General Conference always includes – at the beginning – speeches by a bishop (the Episcopal Address) and by a chosen lay leader (Laity Address). For the first time in the history of United Methodism, a Young People’s Address was added. So, until mid-afternoon today, we listened to representatives of the church share their assessment of United Methodism and their vision of the future.
For starters – the tone and style of these addresses. Denominational leaders tend to be understated most of the time in their formal addresses. Some pointed comments were made, but always in that…what tone is it? Guarded. Careful. Even when we’re making some sort of prophetic statement, we have to watch how we say it. Even when we “get spontaneous,” we do it in a planned, controlled way. It leaves one dissatisfied, maybe even a little cranky, like going to the soft drink machine and getting a class full of very flat root beer; no bubbles; no fizz.
The young people, on the other hand, were quite fizzy. They were, as one might imagine, much more forthright and strong in their assessments of our condition and bolder in their vision for the future. You know how young people are – all idealistic and such. They were well-organized and what they said had punch. They clearly called a denomination to set aside the old, tired, faultlines of Left and Right. We all cheered, of course, but do we really get what they are saying to us?
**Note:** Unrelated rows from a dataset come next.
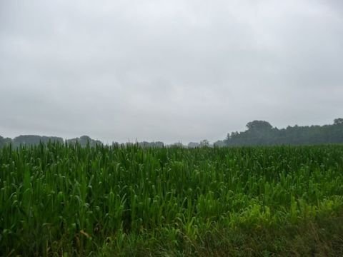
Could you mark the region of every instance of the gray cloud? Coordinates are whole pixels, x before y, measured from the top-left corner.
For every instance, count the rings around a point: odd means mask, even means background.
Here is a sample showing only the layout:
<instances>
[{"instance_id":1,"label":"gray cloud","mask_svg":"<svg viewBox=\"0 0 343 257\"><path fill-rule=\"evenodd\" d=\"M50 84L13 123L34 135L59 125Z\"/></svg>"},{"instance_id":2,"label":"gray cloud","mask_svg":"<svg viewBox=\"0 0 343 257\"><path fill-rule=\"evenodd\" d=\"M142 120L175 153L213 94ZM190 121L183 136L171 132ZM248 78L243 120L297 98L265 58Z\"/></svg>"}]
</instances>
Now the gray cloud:
<instances>
[{"instance_id":1,"label":"gray cloud","mask_svg":"<svg viewBox=\"0 0 343 257\"><path fill-rule=\"evenodd\" d=\"M343 110L343 5L2 1L0 134L211 141Z\"/></svg>"}]
</instances>

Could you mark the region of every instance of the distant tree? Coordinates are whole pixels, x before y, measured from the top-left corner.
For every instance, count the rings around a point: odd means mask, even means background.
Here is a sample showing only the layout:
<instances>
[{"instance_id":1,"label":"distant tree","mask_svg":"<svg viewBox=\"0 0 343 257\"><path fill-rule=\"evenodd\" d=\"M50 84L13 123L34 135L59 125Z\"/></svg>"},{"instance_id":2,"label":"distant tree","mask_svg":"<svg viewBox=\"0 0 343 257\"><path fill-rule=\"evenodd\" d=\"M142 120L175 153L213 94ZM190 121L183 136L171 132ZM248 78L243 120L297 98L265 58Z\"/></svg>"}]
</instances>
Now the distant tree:
<instances>
[{"instance_id":1,"label":"distant tree","mask_svg":"<svg viewBox=\"0 0 343 257\"><path fill-rule=\"evenodd\" d=\"M209 146L209 142L207 139L204 139L202 141L200 141L199 144L200 147L204 147L204 146Z\"/></svg>"},{"instance_id":2,"label":"distant tree","mask_svg":"<svg viewBox=\"0 0 343 257\"><path fill-rule=\"evenodd\" d=\"M270 124L265 121L254 121L247 124L247 128L249 131L266 131L270 130L273 127Z\"/></svg>"},{"instance_id":3,"label":"distant tree","mask_svg":"<svg viewBox=\"0 0 343 257\"><path fill-rule=\"evenodd\" d=\"M342 118L335 119L334 120L334 125L342 125L342 124L343 124L343 119L342 119Z\"/></svg>"}]
</instances>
In some ways I was quite impressed with what our denominational leaders said today. We really do want to do things differently. We are all sick of business as usual. There was a powerful call to realize the abundant life we already have, rather than believing the myth of scarcity, thus being afraid to dream too big. At other moments during the day, my eyes welled with the tears of yearning. We use the term “United Methodist Church” far too often. It’s still about “Methodism” much too much; still too many assumptions about our denomination’s prominence.
One little rant: it bugs me the way we change hymn lyrics to reflect our concerns about “justice.” You know the old hymn “O For a Thousand Tongues to Sing?” One stanza says, “My gracious Master and my God, assist me to proclaim…” It was changed to “My gracious Savior…” “Master,” of course, is rendered unuseable because of its racist or imperialist connotation. Ugh. Sometimes we just do silly, even absurd, things, offending one value (the historical integrity of a hymn) for the sake of another (avoidance of sounding oppressive). There’s a hermeneutical issue here: the particular connotation that I choose to give a word means that you will be limited in what you can say. Changing words like this is an act of power that strikes me as, in a way, an abuse of power. It is maddeningly self-righteous. I really, really, really wish we wouldn’t do that.